Competing Financial Interests
J.K.J. has financial interests in Beam Therapeutics, Editas Medicine, Excelsior Genomics, Pairwise Plants, Poseida Therapeutics, Transposagen Biopharmaceuticals, and Verve Therapeutics (f/k/a Endcadia). J.K.J.’s interests were reviewed and are managed by Massachusetts General Hospital and Partners HealthCare in accordance with their conflict of interest policies. J.K.J. is a member of the Board of Directors of the American Society of Gene and Cell Therapy. J.K.J. is a co-inventor on patents and patent applications that describe various gene editing technologies. D.R.L. is a consultant and co-founder of Prime Medicine, Beam Therapeutics, Pairwise Plants, and Editas Medicine, companies that use genome editing. L.P. has financial interests in Edilytics. L.P.’s interests were reviewed and are managed by Massachusetts General Hospital and Partners HealthCare in accordance with their conflict of interest policies.
Methods
PrimeDesign analysis on ClinVar variants
The ClinVar database was accessed April 8th 2020. Variants were filtered with the following conditions: 1) included a valid GRCh38/hg38 coordinate 2) labeled as Pathogenic for the column “ClinicalSignificance” 3) contained a unique identifier determined by the concatenation of columns “Name,” “RS# (dbSNP),” and “VariationID.” All variants with ambiguous IUPAC code were converted into separate entries with non-ambiguous bases for downstream analysis. Following these steps, the total number of ClinVar variants totaled 69,481. Sequence inputs were formatted for all entries for both the installation and correction of these pathogenic variants. After running PrimeDesign on the ClinVar variants, candidate pegRNA designs were filtered with two criteria: 1) maximum RTT length of 34 nt and 2) minimum homology of 5 nt downstream of the edit. The pegRNAs with PAM disrupted annotations have mutations in the dinucleotide GG of the NGG motif, and the ngRNAs with PE3b, PE3b non-seed, and PE3b seed annotations have mismatches anywhere in the protospacer, mismatches outside of PAM-proximal nucleotides 1-10, or mismatches within PAM-proximal nucleotides 1-10, respectively.
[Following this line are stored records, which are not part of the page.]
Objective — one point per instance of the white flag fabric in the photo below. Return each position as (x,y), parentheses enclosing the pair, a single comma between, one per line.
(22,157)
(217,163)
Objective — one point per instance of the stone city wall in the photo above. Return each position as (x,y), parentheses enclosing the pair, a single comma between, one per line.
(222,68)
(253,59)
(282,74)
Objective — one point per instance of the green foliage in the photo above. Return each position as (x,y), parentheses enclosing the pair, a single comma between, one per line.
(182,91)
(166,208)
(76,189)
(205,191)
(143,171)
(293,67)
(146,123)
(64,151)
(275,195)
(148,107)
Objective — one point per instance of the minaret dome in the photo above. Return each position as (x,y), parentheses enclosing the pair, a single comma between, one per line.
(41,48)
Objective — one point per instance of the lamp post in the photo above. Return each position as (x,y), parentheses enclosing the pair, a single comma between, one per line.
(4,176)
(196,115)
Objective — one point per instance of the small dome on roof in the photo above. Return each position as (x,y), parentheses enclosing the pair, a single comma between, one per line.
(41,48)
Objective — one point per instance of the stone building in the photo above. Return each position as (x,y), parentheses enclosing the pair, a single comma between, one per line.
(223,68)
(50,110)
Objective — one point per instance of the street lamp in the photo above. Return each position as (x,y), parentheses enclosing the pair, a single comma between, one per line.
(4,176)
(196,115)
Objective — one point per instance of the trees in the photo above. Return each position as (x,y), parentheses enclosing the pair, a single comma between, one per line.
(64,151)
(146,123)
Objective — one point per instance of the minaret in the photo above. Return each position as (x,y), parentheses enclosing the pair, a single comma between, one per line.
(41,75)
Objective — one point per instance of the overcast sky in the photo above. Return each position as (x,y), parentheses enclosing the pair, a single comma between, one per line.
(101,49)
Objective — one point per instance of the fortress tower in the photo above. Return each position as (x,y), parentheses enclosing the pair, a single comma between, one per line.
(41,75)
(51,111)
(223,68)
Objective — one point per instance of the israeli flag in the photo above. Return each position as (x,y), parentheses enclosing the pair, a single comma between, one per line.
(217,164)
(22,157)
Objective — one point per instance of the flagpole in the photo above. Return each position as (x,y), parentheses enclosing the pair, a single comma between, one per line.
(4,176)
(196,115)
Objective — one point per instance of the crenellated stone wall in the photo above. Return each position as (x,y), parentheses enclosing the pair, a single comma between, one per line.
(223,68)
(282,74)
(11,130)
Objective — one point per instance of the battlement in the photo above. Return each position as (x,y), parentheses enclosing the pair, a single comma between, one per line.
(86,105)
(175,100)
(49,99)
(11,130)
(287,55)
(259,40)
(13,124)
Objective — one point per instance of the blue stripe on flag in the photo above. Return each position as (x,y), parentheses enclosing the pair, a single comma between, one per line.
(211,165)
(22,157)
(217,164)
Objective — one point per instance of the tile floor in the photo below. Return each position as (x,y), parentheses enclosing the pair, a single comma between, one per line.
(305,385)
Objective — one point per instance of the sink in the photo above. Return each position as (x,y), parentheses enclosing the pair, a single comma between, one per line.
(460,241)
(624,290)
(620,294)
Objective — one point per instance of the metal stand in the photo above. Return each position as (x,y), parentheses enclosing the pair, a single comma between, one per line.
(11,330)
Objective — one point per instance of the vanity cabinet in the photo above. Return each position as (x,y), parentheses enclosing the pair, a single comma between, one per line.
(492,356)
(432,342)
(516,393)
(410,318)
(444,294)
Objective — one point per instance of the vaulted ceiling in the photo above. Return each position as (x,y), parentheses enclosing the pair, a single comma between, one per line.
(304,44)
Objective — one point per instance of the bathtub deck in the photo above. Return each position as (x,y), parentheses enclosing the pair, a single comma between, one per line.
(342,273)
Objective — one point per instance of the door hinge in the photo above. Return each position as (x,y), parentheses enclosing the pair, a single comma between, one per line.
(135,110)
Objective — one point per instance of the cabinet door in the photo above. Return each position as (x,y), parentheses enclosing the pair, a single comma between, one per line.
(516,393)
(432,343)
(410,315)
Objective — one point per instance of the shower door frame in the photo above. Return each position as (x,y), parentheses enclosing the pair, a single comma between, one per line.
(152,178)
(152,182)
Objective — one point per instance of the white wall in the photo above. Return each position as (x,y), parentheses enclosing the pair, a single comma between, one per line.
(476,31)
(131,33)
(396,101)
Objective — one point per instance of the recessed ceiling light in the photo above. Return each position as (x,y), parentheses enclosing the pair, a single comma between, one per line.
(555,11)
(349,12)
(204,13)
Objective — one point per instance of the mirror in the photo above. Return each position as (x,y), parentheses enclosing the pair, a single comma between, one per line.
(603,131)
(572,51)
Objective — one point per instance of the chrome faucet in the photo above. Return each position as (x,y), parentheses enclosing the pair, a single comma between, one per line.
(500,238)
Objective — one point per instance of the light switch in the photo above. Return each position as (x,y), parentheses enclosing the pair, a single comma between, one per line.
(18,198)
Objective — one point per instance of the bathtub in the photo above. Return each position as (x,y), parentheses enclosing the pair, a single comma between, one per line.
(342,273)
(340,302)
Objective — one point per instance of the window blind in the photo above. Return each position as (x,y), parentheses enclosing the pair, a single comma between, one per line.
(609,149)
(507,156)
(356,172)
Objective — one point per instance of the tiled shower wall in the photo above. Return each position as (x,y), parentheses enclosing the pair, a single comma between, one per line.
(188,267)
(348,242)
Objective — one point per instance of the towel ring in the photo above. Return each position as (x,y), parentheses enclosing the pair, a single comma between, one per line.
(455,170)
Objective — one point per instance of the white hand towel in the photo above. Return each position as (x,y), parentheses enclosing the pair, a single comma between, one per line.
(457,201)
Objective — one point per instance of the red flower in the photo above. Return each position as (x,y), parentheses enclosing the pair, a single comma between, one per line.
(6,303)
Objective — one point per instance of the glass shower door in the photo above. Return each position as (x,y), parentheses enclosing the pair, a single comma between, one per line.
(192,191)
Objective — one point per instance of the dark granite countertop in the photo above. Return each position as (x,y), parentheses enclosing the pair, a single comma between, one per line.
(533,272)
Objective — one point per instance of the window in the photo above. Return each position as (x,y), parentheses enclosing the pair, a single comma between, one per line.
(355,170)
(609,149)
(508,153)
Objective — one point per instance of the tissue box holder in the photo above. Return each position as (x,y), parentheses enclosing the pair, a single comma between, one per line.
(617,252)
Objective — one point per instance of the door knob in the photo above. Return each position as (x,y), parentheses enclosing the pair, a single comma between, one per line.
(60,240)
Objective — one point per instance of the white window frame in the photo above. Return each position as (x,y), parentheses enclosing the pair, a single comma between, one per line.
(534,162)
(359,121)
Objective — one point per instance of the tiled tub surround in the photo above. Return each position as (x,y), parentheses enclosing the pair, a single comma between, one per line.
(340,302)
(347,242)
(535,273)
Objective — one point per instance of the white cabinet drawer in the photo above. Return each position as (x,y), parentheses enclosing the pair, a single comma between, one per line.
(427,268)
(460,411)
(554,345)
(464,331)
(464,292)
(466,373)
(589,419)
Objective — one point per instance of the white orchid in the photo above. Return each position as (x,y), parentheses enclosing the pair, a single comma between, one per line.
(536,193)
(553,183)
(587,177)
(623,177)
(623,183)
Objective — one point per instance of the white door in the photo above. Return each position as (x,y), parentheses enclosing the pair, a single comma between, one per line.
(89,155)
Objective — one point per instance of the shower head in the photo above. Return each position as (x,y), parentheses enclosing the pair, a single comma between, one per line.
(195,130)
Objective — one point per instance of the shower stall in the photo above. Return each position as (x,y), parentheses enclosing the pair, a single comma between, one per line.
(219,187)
Construction of PrimeVar database
The filtered ClinVar variants from the PrimeDesign analysis were used to build a comprehensive database of candidate pegRNA and ngRNA combinations. Prime editing designs are available to install and correct the pathogenic human genetic variants. PrimeDesign was run with a PBS length range of 10-17 nt, RTT length range of 10-80 nt, and ngRNA distance range of 0-100 bp. All of the pegRNA and ngRNA designs for each variant are stored on PrimeVar (http://primedesign.pinellolab.org/primevar).
Acknowledgements
L.P. is supported by the National Human Genome Research Institute (NHGRI) Career Development Award (R00HG008399), Genomic Innovator Award (R35HG010717) and CEGS RM1HG009490. J.K.J. is supported by NIH R35 GM118158, NIH RM1 HG009490, the Robert B. Colvin, M.D. Endowed Chair in Pathology, and the Desmond and Ann Heathwood MGH Research Scholar Award. D.R.L. is supported by the Merkin Institute of Transformative Technologies in Healthcare, US NIH grants U01AI142756, RM1HG009490, R01EB022376, and R35GM118062, and the HHMI. A.V.A. acknowledges a Jane Coffin Childs postdoctoral fellowship. J.G. was funded by the Deutsche Forschungsgemeinschaft (DFG, German Research Foundation) – Projektnummer 416375182.